MPF denuncia militares por homicídios durante a Guerrilha do Araguaia
Na última quarta-feira (28) o Ministério Público Federal (MPF) entrou com uma ação penal na Justiça contra dois militares da reserva do Exército por crimes ocorridos durante a Guerrilha do Araguaia, movimento de resistência à ditadura militar.
Lício Augusto Ribeiro Maciel – conhecido na época da ditadura como major Asdrúbal – é acusado pelos homicídios dos militantes André Grabois, João Gualberto Calatrone e Antônio Alfredo de Lima e pela ocultação dos cadáveres das vítimas. Sebastião Curió Rodrigues de Moura – conhecido na época como doutor Luchini – foi denunciado pela ocultação dos cadáveres.
Para o MPF, trata-se de homicídios qualificados, por terem sido praticados à emboscada e por motivo torpe. Outros agravantes das penas, segundo o MPF, é que os crimes foram cometidos com abuso de autoridade e violação a deveres inerentes aos cargos dos militares.
O MPF também pediu à Justiça Federal em Marabá, no Pará, que os acusados sejam condenados ao pagamento de danos em quantia equivalente à indenização paga aos familiares das vítimas, a ser atualizada durante o processo judicial. Outro pedido foi o de que os acusados sejam condenados à perda dos cargos públicos, com o cancelamento das aposentadorias e a devolução de medalhas e condecorações recebidas.
Execuções sumárias
Os assassinatos ocorreram em 13 de outubro de 1973 em São Domingos do Araguaia, no sudeste do Pará. O grupo militar de combate responsável pela execução dos militantes era comandado por Lício Maciel. Segundo a ação, os militares emboscaram os militantes enquanto eles estavam levantando acampamento em um sítio.
A emboscada, as mortes e as ocultações dos cadáveres descritas na ação do MPF estão comprovadas por documentos e inúmeros depoimentos prestados por diversas testemunhas ao MPF e a outras instituições.
Foram também citados depoimentos dados por militares e pelo próprio Lício Maciel.
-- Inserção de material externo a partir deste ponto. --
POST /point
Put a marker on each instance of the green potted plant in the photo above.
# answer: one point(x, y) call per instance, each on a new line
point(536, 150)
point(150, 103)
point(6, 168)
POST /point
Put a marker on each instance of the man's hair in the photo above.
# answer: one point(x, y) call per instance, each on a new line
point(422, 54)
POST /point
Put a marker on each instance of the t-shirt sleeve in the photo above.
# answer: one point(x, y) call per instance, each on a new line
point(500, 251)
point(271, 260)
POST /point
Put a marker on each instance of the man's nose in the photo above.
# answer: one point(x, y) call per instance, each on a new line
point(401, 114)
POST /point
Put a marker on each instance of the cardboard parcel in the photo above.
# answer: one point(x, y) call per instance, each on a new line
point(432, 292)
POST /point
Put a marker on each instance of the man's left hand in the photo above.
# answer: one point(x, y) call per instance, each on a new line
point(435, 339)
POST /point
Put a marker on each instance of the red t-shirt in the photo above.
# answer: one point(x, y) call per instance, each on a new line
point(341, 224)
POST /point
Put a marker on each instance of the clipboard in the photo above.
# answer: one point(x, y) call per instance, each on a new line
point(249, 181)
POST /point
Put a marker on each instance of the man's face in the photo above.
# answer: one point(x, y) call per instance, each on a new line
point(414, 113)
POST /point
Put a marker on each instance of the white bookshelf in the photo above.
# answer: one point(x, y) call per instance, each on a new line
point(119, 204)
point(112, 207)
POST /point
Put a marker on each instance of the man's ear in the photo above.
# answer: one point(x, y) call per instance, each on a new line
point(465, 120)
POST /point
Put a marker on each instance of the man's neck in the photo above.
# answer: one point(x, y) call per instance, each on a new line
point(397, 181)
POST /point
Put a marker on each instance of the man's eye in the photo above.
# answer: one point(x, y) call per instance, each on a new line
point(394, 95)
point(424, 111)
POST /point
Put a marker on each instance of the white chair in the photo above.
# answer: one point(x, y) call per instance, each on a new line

Ele descreveu assim a primeira execução: “Os meus companheiros, que chegavam, acertariam o André, caso eu tivesse errado, o que era muito difícil, pois estava a um metro e meio, dois metros dele”. Outra testemunha presencial do fato relata que: “foram pegos de surpresa, não tendo tempo para reação … o Exército chegou atirando de metralhadora”.
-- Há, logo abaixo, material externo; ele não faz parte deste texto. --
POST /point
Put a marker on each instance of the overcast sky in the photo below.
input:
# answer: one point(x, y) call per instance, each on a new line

“O crime foi cometido por motivo torpe, consistente na busca pela preservação do poder usurpado no golpe de 1964, mediante violência e uso do aparato estatal para reprimir e eliminar opositores do regime e garantir a impunidade dos autores de homicídios, torturas, sequestros e ocultações de cadáver”, diz a ação assinada pelos procuradores da República Tiago Modesto Rabelo, Ivan Cláudio Marx, Andréa Costa de Brito, Lilian Miranda Machado, Sérgio Gardenghi Suiama e Antônio do Passo Cabral, no âmbito da Força Tarefa Araguaia, constituída pela Procuradoria Geral da República.
Ocultações em série
Sob a orientação de Lício Maciel, no dia seguinte aos assassinatos um grupo de militares acompanhado por um mateiro (guia civil) enterrou os corpos em valas abertas em outro sítio de São Domingos do Araguaia.
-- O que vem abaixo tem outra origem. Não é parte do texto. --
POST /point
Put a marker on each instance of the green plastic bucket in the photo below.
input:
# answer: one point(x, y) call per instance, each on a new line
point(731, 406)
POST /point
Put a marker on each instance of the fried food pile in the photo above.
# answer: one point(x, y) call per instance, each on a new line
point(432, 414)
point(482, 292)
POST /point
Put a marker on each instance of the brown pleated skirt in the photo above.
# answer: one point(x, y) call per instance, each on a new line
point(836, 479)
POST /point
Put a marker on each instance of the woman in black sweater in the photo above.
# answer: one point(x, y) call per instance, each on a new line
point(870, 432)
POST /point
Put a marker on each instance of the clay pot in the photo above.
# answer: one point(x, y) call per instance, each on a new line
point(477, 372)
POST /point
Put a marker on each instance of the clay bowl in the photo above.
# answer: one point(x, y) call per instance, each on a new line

Entre agosto de 1974 e 1976, as ossadas foram removidas para outros lugares e novamente ocultadas em locais ainda desconhecidos durante a “Operação Limpeza”, uma operação militar de encobrimento dos vestígios das ações de repressão à dissidência política no Araguaia. Entre outros militares, a coordenação dessa operação estava sob responsabilidade de Sebastião Curió, apontado como um dos poucos que tem conhecimento dos locais onde sepultadas as ossadas dos militantes.
“Nessa operação, Sebastião Curió foi o responsável por coordenar a retirada dos corpos das covas e locais nos quais originariamente foram deixados, posteriormente enterrando-os ou de alguma forma ocultando-os em locais diversos, até então não conhecidos”, registra a denúncia.